Indexing ran last night, but appears to have not used the new xslt changes. In troubleshooting one just now, it used the correct new xslt so I'm not sure what happened last night. Will see tomorrow.

flapka commented 4 years ago

@yulgit1 Not sure if this is related, but: It looks like Blacklight is incorrectly rendering the dash between dates in artists' names, as in this example: https://collections.britishart.yale.edu/catalog/tms:15227

James Bruce, 1730–1794

yulgit1 commented 4 years ago

It is related. Ongoing work trying to enable UTF8 characters LIDO. David has reverted the changes causing the unintended characters that should be picked up tomorrow. From an email from Rob:

image

yulgit1 commented 4 years ago

The hiccup with the encoding has been reverted: https://collections.britishart.yale.edu/catalog/tms:15227

And the MARC non-latin is now indexed and displayed: https://collections.britishart.yale.edu/catalog/orbis:14851429 https://collections.britishart.yale.edu/catalog/orbis:13087663 https://collections.britishart.yale.edu/catalog/orbis:7863050

Still outstanding is to render special characters from LIDO. David is working on it: https://collections.britishart.yale.edu/catalog/tms:17382

flapka commented 4 years ago

@yulgit1 The 3 MARC non-latin examples look great.
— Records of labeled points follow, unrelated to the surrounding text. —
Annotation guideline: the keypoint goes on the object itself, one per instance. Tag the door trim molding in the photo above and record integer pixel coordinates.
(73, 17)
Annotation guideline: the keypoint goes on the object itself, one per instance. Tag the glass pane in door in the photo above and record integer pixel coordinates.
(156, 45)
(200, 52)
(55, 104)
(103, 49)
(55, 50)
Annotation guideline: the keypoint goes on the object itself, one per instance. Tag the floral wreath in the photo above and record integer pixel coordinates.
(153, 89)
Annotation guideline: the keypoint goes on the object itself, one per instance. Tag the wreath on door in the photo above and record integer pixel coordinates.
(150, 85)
I see only one small issue: The creator field in https://collections.britishart.yale.edu/catalog/orbis:7863050 begins with 880-01 -- suggesting that @code!='6' might be missing from the corresponding XSLT template?

Many thanks Eric!

yulgit1 commented 4 years ago

Sorry about that. There is indirection to auth_author_display_ss field. It is resolved:

https://git.yale.edu/ermadmix/ycba_xslts/commit/0c1497fe4950e5f176d4029936223e54ba921d6a

Will show up in next indexing.

edgartdata commented 4 years ago

Issue is resolved for RB and Reference LIbrary. Rob L is checking on this for the art collection.

edgartdata commented 3 years ago

CogApp is looking into this and will be in contact in January, hopefully.

edgartdata commented 3 years ago

@robl Not an urgent issue but I am circling back to it to see if you have an update. I can also reach out to Tristan Roddis myself if that's helpful (he's my MCN IIIF SIG co-chair now :) )

robl commented 3 years ago

@edgartdata , thanks for checking. To clarify here just for the record, this would not have been Cogapp as a firm working on this (since COBOAT is an unsupported, long-ago legacy product). I had reached out individually to Ben there, and he had kindly been hoping he might be able to volunteer some personal time to this over his winter holidays. I have not heard back, which leads me to believe that he may not have had time to dig into this; I can check discreetly to see.